Complex event post processing for traffic accidents

(1)

Complex Event Post Processing for Traffic

Accidents

A.S. Ogrenci

Kadir Has University, Istanbul, Turkey ogrenci@khas.edu.tr

Abstract— In this paper, we describe a framework for an expert system that tries to predict effects of an accident based on past data using supervised learning employing artificial neural networks. For this purpose, sensory data events are post processed in order to generate a reasonable mapping between input and output parameters in case an event is detected automatically or manually. The framework is intended to be used to take actions for reducing the effects of the accident on traffic congestion and to inform necessary parties to intervene in a timely fashion.

I. INTRODUCTION

Traffic on motorways is a major component of the daily life, especially in urban areas where millions of people spend hours while they are commuting. Local governments set up systems to monitor the traffic flow in real time in order to inform the public about the traffic and in order to take action against the problems in the flow. Those problems can be categorized into two main groups: Congestion due to the abundance of the vehicles flowing into certain directions (what we call “normal” congestion) and congestion due to an abnormal condition such as an accident or a faulty vehicle hindering the flow. Traffic control and management centers may also implement several kinds of action in order to remove or reduce those congestions. They can be listed as rerouting the traffic, displaying warning signals at digital road sign screens (variable message signal panels), generating congestion maps and alerts on mobile and/or web platforms including social media, and informing other legal bodies: police, ambulance, rescue, fire etc. An expert system is required to complement the information system that is used to store and process the data collected. Different methods of computational intelligence can be used to monitor vehicle traffic for detection of anomalies such as accidents and congestion on the road: complex event processing (CEP) based on rules implemented in stream processing [1, 2], neural networks [3, 4], and clustering [5] are among the methods in the literature. There are several types of inputs for such a traffic monitoring system that stores huge amount of data collected from diverse groups of sensors located in a large distributed environment. The most influential data are the location of the road (identified as segments) and average speed of traffic flow on the segment. There are environmental inputs such as temperature (of the air and of the road), wind speed, humidity, and weather condition (rain, snow, fog, etc.). Given a fixed topology for the

roads of interest and the time stamps (so that we can identify the date, day of the week, time of the day, etc.) for sensory inputs, a CEP system can be used to detect accidents or other anomalies causing congestion as a complex event. There are many articles in the literature that deal with this problem of accident detection where the recent survey in [6] gives a comprehensive list of papers along with a comparison of statistical and neural network methods. Even if there is no such automatic detection system, anomalies are monitored “manually” using camera systems installed at major locations of the road network so that several actions can be triggered as mentioned above. Thus, there is also a record of an event (e.g. accident) associated with a group of sensory data. Besides this, several legal bodies (police department, ambulance service, fire department, rescue teams) keep official records for accidents at which they take a role where the segment of the road and the time are explicitly recorded. Those records also include data related to the severity of the accident: deaths, injuries, case of a fire, need for towing etc. The database of the traffic control center can be extended to include those details related to the accident.
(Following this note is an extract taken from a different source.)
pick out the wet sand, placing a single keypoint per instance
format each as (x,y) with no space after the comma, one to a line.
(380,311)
The general view of the expert system to be used in the traffic information system can be seen in Fig. 1. The system consists of different layers where each layer feeds information to the next layer by processing and refining data. As this is an event based system, the event driven architecture of [1] can be used as a reference. The current literature deals mainly with the problem of sensory signal processing and incident detection [1-5] for real time applications where there is no work on an expert system for action planning in real time. The expert system will be triggered by the incidents detected. On the other hand, the expert system should be “trained” based on the history data where the events of sensors and other information derived from external sources should be used. This training can be carried out by different methodologies such as decision trees, hierarchical clustering, neural networks, and fuzzy systems. An ideal expert system would employ a collection of those and the results would be merged to a final conclusion. The expert system is not necessarily triggered by the incident detector but it can also be triggered by a manual accident event. The expert system is supposed to use data related to the accidents in the history for training and the short term past data for operation as will be explained in the next section.

(2)

Figure 1. Event driven architecture of an expert traffic information system

There are also numerous works on the analysis of the severities of the accidents. Most of the research tries to figure out a relationship between the severity of the accident and the factors related to the vehicles, drivers, and the environment [7-11]. Statistical as well as different neural network methods are employed in determining the correlation between those abovementioned factors where none of them is utilizing the dynamic data supplied by the sensors. The research is limited to use stored or reported data about the position on the road, weather and vehicle conditions. Hence, they cannot be used for a real time action planning expert system effectively.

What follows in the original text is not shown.